C'était une inspiration de notre digne maître de taverne … il sacrifiait son taureau pour sauver le public. En même temps la bonne grosse tête rouge du brave homme apparaissait à la lucarne de l'étable, criant à la foule de ne pas s'effrayer … qu'il allait ouvrir l'escalier intérieur qui descend dans la vieille synagogue … et que tout le monde pourrait sortir par la rue des Juifs.

Ce qui fut fait deux ou trois minutes plus tard, à la satisfaction générale!

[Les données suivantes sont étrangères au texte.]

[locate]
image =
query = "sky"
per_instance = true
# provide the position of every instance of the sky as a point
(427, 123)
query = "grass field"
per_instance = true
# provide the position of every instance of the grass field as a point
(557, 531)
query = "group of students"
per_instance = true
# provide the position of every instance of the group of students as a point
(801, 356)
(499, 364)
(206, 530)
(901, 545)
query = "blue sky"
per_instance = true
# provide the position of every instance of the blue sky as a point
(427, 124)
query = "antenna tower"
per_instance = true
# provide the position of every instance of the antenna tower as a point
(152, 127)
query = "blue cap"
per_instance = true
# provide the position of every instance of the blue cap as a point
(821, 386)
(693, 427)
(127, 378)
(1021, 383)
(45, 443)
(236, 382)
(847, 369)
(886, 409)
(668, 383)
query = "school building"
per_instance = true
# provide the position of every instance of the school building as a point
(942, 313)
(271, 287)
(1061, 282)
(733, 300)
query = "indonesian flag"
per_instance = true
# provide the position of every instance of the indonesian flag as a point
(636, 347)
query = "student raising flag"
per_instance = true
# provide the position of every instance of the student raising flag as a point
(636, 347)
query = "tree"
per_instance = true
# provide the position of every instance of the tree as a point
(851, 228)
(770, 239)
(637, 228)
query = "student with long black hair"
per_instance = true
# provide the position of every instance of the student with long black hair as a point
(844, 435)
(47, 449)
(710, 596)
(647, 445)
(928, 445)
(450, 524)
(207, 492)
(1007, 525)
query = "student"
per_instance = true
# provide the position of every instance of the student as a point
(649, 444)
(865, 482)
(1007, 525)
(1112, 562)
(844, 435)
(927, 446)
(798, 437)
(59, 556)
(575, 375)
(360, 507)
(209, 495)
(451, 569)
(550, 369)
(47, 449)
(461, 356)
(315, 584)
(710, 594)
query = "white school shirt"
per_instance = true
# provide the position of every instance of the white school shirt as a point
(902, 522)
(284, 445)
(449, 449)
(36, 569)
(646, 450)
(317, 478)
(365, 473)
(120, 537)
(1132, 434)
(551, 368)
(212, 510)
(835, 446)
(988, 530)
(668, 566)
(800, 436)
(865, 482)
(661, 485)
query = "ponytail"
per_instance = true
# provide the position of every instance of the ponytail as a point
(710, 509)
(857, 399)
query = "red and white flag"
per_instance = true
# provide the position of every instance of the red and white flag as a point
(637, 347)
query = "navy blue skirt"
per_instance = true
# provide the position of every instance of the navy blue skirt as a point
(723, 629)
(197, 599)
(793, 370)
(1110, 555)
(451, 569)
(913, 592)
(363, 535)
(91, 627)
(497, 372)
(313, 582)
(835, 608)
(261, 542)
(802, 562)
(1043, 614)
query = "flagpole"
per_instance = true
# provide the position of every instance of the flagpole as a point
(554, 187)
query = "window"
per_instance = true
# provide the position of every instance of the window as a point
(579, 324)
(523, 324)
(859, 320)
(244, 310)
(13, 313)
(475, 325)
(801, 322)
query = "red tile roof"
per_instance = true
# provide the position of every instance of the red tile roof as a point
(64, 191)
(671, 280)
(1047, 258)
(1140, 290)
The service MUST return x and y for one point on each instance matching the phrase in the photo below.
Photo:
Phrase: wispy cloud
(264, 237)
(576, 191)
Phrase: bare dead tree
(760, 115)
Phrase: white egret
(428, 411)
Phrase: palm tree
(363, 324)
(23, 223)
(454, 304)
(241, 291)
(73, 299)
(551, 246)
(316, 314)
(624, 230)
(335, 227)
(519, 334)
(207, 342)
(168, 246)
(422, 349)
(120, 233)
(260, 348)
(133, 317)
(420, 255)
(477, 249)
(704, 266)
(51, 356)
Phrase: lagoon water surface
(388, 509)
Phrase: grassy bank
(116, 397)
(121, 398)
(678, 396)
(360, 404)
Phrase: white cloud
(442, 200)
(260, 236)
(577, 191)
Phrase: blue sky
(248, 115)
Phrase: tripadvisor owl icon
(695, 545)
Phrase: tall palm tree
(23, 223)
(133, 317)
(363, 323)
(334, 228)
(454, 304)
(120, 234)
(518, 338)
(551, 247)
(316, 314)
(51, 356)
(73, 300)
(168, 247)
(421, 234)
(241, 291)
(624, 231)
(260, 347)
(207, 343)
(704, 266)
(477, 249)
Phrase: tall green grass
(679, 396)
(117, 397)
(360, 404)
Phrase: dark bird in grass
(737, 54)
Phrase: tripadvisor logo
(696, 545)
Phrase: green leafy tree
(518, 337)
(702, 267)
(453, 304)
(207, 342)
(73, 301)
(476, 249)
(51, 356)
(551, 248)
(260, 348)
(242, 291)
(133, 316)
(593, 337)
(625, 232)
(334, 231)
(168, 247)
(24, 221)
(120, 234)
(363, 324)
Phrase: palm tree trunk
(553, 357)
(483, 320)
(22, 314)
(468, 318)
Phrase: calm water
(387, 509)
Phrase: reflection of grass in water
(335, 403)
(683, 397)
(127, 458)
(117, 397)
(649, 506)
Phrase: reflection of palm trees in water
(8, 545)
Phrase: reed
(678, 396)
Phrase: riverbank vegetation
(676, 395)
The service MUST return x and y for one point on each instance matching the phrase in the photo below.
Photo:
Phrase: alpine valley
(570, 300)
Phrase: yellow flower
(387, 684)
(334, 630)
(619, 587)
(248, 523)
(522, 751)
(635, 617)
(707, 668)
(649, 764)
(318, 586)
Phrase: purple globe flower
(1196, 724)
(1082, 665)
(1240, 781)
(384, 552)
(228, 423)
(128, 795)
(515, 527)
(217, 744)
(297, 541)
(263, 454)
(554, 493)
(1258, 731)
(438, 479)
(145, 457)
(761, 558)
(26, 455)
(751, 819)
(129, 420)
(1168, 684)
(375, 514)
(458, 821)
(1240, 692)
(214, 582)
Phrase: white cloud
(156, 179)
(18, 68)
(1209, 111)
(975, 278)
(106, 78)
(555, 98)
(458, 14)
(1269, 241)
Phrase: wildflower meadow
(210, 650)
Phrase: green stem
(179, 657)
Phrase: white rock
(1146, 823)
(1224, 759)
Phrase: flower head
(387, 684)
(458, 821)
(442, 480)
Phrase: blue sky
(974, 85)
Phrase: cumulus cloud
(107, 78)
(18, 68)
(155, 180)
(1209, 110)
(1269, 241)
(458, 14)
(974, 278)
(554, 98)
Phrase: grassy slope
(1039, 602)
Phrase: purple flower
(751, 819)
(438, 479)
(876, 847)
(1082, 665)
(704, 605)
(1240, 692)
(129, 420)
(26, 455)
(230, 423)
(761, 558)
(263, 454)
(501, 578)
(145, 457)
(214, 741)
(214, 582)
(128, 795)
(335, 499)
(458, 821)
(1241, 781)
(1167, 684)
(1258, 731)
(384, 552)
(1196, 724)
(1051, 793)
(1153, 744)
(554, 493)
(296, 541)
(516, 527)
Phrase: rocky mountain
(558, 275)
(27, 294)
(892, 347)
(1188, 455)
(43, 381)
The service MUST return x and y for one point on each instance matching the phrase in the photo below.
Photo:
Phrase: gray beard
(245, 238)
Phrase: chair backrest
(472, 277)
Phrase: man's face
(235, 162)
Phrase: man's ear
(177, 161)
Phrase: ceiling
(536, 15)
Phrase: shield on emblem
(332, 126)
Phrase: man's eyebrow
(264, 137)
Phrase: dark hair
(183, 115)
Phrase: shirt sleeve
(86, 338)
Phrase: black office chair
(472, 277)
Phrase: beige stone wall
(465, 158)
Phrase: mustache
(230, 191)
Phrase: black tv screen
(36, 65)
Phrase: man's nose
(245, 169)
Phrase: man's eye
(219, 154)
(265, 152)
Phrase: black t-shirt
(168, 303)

Mais écoutez la fin de l'histoire.

A peine l'ours avait-il aperçu le taureau, qu'il s'était élancé vers ce nouvel adversaire d'un bond si terrible, que sa chaîne s'était cassée du coup. Le taureau, lui, à la vue de l'ours, s'accula dans l'angle de la cour, près du pigeonnier, et, la tête basse entre ses jambes trapues, il attendit l'attaque.

L'ours fit plusieurs tentatives pour se glisser contre le mur, allant de droite à gauche; mais le taureau, le front contre terre, suivait ce mouvement avec un calme admirable.

Depuis cinq minutes, les galeries étaient vides; le bruit de la foule, s'écoulant par la rue des Juifs, s'éloignait de plus en plus, et la manoeuvre des deux adversaires semblait devoir se prolonger indéfiniment, lorsque tout à coup le taureau, perdant patience, se rua sur l'ours de tout le poids de sa masse. Celui-ci, serré de près, se réfugia dans la niche du bûcher… la tête du taureau l'y suivit et le cloua sans doute contre la muraille, car j'entendis un hurlement terrible, suivi d'un craquement d'os … et presque aussitôt un ruisseau de sang serpenta sur le pavé.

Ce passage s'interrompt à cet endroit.